Ott sues city in repair dispute

Tuesday, December 21, 2021
A Eureka Springs public works vehicle crashed into a gas meter and a home owned by city council member Bill Ott on May 18. No injuries were reported in the accident, which led to the evacuation of of the immediate area. Residents were allowed to return after a few hours. Ott is suing the city over repairs he made to his home.

Eureka Springs City Council member Bill Ott filed a lawsuit against the city last month.

The suit, filed Nov. 4 in Carroll County Circuit Court, stems from Ott’s efforts to repair damage to his home on Pine Street. The damage occurred in May, when a city truck “jumped out of gear” and ran into Ott’s porch, the complaint says.

Because his home is located in the historic district, Ott needed approval from the city’s Historic District Commission before proceeding with repairs. According to the complaint filed on Ott’s behalf by local attorney Wade Williams, Ott submitted an application to repair and replace the front porch of his residence to the HDC in late June. The application included a request to extend the porch by approximately two feet and to move the steps from the sidewalk from the center of the porch to the west end, the complaint says.

Bill Ott

On July 7, the HDC approved Ott’s application and a certificate of appropriateness was issued, the complaint says. However, after the work was completed, Ott was served a notice of code violation by the city, the complaint says. The notice says the work was unapproved and that materials used in the work also were not approved.

Ott then filed a second application with the HDC, seeking approval of the completed work, according to the complaint. That application was denied on Oct. 6, the complaint says, with no reason for the denial being provided.
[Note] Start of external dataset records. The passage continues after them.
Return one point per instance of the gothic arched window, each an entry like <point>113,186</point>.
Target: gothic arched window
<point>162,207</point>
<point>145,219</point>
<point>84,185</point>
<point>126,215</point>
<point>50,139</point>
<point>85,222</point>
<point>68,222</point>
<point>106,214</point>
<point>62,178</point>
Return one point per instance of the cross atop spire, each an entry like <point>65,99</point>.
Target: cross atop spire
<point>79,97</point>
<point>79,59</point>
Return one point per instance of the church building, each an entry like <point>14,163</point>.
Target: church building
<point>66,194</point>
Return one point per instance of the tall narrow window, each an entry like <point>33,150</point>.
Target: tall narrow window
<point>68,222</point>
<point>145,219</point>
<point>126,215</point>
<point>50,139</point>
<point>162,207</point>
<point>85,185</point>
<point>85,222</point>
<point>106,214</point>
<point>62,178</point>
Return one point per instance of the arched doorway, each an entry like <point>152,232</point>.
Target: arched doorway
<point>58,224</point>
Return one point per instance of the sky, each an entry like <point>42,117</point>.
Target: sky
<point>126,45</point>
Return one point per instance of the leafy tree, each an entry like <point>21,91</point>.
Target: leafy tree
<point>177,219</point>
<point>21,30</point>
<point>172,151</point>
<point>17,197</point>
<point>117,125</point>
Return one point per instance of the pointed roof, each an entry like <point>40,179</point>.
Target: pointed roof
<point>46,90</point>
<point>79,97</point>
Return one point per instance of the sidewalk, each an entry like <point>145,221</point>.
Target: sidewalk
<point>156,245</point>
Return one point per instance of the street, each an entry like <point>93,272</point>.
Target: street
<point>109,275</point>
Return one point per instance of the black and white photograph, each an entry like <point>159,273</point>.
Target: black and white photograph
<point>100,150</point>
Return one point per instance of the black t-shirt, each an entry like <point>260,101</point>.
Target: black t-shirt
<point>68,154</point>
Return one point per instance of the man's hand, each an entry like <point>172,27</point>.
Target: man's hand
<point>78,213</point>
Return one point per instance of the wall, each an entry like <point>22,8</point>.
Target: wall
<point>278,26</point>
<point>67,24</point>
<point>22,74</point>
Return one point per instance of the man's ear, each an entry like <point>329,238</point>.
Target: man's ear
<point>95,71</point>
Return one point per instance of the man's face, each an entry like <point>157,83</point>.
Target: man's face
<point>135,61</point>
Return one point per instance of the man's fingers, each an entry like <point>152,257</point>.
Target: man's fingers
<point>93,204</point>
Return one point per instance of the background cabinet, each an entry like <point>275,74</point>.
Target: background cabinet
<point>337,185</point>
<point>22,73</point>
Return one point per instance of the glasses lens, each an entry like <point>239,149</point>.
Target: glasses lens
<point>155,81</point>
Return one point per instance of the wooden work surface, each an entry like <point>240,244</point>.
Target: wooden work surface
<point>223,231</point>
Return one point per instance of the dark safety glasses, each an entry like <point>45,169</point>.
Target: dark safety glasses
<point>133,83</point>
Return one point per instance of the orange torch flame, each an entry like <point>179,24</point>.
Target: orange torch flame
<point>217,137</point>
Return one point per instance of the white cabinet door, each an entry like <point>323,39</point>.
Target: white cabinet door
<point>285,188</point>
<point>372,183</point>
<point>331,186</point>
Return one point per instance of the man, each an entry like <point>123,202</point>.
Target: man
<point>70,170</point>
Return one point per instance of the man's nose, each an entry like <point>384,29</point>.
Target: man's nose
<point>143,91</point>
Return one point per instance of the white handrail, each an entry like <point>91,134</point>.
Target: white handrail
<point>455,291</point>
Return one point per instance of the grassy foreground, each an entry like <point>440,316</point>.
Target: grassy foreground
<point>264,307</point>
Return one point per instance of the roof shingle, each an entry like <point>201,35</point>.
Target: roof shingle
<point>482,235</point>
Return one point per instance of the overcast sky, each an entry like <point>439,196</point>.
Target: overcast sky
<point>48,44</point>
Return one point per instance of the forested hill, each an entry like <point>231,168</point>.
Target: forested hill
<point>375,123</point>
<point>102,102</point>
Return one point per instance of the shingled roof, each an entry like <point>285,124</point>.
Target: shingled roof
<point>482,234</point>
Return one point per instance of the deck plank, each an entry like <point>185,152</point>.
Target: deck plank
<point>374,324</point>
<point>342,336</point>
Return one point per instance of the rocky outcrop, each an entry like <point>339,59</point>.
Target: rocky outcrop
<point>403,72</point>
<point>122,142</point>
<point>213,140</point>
Before the denial, HDC commissioners were presented with a memorandum from the city’s historic preservation officer, who recommended approval of the application.

The lawsuit asks the court to issue an injunction that would prevent the city from denying approval for the work on Ott’s home or holding Ott liable for any alleged violation, or annul the Oct. 6 denial of Ott’s application and declare it approved.

City attorney Tim Weaver filed a motion on Dec. 1, asking the court to dismiss Ott’s complaint.

In a brief in support of that motion, Weaver writes that Ott failed to file an appeal of the HDC’s Oct. 6 decision to deny his application.

“Mr. Ott instead filed suit, missing appropriate deadlines, and otherwise, not complying with the procedure which the Arkansas Supreme Court describes as ‘mandatory and jurisdictional,’ ” Weaver writes.

Weaver’s motion for dismissal includes an answer to Ott’s complaint. Weaver writes that the scope of the work performed on Ott’s residence was not covered in his initial application.

Eureka Springs council member Harry Meyer addressed the lawsuit at the council’s meeting on Monday, Dec. 13, during closing comments. Meyer said Eureka Springs relies heavily on citizen volunteers and city commissions are made up of unpaid people “who take the time out of their personal lives to serve the community.”

“These volunteers do not go unpunished,” Meyer said. “Any mistake made by a commission is immediately pointed out as a possible subterfuge that there is some secret motive. Lawsuits are directed at these volunteers.”

Meyer said the HDC has a “thick rulebook that guides them in preserving … the city’s qualification as a historic town.”

Benefits that come from the historic classification include grant opportunities, Meyer said, which other cities are unable to get.

“Tourists come to our historic town because of the many unique homes and buildings,” Meyer said. “Anyone who has made their living here in the tourism-related business should know how important our historic district is. All who have lived and worked here who own a historic home should know they have a responsibility to preserve that history.”

Meyer continued, “All of us that are elected to serve the citizens of this city should know that suing the city and its volunteer commissioners is not in the best interest of their constituents. Mr. Ott, will you please resign from your position on the council?”

Council member Melissa Greene said she echoed Meyer’s sentiment but would not be “quite so dramatic.”

Greene said she was on the HDC for 14 years.

“When we take a house from contributing, you may think, ‘Oh, so what? It looks better this way,’ ” Greene said. “You’re taking something out of our stable and it’s slowly been whittling down.”

Greene said she hopes the preservation society doesn’t visit Eureka Springs for another survey, because “we might be in very sad shape.”

“It hurts when stuff is done. It hurts when commissioners and city council people and the mayor, when we’re attacked,” Greene said. “What do we make? Two thousand dollars a year? It’s not always worth that kind of money to put up with some of the abuse we put up with.”

“You’re attacking [Ott] now,” interjected council member Terry McClung.

“No, I’m not,” Greene said.

“I don’t even know what the hell’s going on, but this sounds pretty sour to me,” McClung said.

“I don’t either,” said council member Autumn Slane.

“We’re being sued,” Greene said.

“He’s suing the city,” Meyer said.

When asked for his closing comment, Ott said HDC rules and regulations provide provisions for appeals.

“The citizens of this town can take advantage of that if they feel they need to, so I would hope that those people who are most knowledgeable of the HDC would look at that, understand what an appeal is and understand that’s exactly what it is,” Ott said.